April 26, 2024–February 23, 2025
 
Speed Art Museum, Louisville, KY
March 29–June 22, 2025 
 
Georgia Museum of Art
July 19–October 12, 2025

During the early twentieth century, Paris was the destination of choice for talented and independent American women who were determined to move beyond the limitations that restricted them at home. As foreigners in a cosmopolitan city, they escaped the societal expectations and constraints of both the United States and France. Many used their newfound liberty as an opportunity for self-reinvention and discovery.

In Paris, American women explored a variety of options for making their mark on contemporary culture. They carried out transformative work in wide-ranging fields including art, literature, dance, publishing, music, and fashion. An impressive number not only participated in important modernist initiatives but led them.
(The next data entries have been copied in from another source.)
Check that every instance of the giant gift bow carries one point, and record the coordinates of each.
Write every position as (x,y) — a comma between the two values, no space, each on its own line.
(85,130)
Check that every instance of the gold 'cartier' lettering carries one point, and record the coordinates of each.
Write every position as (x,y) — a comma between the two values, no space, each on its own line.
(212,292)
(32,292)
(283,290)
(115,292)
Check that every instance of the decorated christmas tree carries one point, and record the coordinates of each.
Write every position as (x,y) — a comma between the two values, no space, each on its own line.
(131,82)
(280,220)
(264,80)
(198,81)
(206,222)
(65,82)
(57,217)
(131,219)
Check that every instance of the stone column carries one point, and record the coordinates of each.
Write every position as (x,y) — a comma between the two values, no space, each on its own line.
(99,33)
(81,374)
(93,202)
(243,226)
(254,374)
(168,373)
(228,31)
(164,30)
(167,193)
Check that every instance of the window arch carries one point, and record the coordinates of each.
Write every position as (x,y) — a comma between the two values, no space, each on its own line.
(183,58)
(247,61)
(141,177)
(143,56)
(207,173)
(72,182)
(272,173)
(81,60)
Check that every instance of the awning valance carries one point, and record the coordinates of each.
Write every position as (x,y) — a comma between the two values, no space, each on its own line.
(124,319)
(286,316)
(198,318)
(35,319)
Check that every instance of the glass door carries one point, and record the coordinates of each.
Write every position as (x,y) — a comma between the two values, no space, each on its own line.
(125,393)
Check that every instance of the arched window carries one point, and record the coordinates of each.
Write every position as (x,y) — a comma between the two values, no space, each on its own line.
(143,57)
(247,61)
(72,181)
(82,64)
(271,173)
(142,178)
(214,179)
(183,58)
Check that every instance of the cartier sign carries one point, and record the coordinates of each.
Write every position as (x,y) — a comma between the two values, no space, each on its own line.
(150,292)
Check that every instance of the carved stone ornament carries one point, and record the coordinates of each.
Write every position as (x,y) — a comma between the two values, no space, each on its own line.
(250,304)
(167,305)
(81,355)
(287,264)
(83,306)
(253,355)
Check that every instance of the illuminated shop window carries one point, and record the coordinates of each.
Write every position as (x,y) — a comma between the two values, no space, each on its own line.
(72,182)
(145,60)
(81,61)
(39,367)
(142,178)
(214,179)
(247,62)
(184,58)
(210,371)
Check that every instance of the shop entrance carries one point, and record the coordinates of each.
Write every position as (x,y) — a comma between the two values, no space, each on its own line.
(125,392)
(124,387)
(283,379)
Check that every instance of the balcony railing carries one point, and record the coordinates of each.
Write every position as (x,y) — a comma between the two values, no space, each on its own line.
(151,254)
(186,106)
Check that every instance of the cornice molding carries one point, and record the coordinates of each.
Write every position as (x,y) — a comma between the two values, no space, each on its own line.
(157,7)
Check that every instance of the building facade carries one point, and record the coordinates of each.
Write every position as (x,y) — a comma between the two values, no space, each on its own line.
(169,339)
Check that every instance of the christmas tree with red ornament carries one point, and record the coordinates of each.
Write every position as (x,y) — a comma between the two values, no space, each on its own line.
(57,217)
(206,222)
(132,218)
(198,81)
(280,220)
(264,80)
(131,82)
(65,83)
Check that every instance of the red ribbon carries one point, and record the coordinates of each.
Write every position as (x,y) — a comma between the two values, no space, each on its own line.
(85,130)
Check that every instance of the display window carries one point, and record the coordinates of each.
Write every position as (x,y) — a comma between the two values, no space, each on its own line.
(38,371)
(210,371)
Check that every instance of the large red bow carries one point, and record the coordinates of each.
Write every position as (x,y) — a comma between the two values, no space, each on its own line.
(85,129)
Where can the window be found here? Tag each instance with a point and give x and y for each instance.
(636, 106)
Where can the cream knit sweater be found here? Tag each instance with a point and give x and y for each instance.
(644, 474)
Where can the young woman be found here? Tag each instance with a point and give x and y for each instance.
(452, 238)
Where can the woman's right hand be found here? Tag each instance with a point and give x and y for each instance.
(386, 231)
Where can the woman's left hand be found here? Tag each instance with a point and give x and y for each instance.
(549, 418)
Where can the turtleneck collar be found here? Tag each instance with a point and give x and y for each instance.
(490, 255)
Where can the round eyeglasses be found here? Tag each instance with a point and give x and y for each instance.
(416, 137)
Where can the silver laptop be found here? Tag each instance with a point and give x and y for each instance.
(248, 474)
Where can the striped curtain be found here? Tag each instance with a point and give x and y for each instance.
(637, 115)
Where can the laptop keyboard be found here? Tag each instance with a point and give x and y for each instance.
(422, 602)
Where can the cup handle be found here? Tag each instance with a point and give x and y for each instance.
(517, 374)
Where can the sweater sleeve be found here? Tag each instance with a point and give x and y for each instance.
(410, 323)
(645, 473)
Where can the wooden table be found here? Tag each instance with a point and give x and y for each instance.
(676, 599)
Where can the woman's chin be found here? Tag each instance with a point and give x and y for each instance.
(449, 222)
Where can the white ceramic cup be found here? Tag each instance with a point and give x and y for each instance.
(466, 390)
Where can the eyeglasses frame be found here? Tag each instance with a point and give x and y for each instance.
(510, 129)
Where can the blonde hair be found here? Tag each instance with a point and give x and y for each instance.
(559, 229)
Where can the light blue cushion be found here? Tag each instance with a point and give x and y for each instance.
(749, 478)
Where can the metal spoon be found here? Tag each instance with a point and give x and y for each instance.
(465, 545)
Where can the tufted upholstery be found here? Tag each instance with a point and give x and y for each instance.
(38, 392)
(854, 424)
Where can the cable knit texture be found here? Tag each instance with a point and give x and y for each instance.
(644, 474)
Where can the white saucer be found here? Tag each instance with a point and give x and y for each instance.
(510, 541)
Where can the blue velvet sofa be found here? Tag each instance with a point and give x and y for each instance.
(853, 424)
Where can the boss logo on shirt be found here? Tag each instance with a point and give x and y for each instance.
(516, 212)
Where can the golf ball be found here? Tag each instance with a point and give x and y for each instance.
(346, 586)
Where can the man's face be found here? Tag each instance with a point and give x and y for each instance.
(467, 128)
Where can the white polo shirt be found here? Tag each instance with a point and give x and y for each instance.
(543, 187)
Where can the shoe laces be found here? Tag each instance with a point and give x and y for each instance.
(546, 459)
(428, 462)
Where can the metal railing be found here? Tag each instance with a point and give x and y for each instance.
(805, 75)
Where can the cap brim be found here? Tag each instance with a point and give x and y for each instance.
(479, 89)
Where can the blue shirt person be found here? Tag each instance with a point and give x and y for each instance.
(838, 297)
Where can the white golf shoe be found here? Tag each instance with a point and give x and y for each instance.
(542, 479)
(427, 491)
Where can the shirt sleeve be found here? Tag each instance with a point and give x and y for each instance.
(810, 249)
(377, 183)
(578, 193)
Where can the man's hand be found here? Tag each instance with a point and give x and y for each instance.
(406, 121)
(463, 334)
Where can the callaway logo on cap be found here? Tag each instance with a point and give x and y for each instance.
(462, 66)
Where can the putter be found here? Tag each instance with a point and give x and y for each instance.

By crossing the Atlantic to pursue their personal and professional aspirations, these “brilliant exiles” took a leap into the future. They experienced liberties, opportunities, and tolerances that were yet to be achieved in the United States. How much has changed since then? Have the freedoms and possibilities they sought become realities.

Catalogue




A scintillating account of the cultural freedom and empowerment that American women experienced as leaders in the avant-garde scene in early twentieth-century Paris



 
For the American women who made Paris their home during the early decades of the twentieth century, the city offered unique opportunities for personal emancipation and professional innovation. While living as expatriates in the international center of all things avant-garde, these women escaped the constraints that limited them at home and enjoyed unprecedented freedom and autonomy. Through portraiture, this volume illuminates the histories of sixty convention-defying women who contributed to the vibrant modernist milieu of Paris—including Berenice Abbott, Josephine Baker, Zelda Fitzgerald, Peggy Guggenheim, Romaine Brooks, and Gertrude Stein. Several of them rose to preeminence as cultural arbiters while exploring culture-shifting experiments in fields such as art, literature, publishing, music, fashion, journalism, theater, and dance.
 
Beautifully illustrated, 
Brilliant Exiles features essays that trace the divergent trajectories of American women in Paris, examining the impact of race, class, and sexuality on their experiences in the French capital. The texts also highlight the role of portraiture in articulating new conceptions of female identity that American women were at liberty to develop in Paris. Working collaboratively with their portraitists, they honed the images that would memorialize them and redefine the imagery of modern womanhood.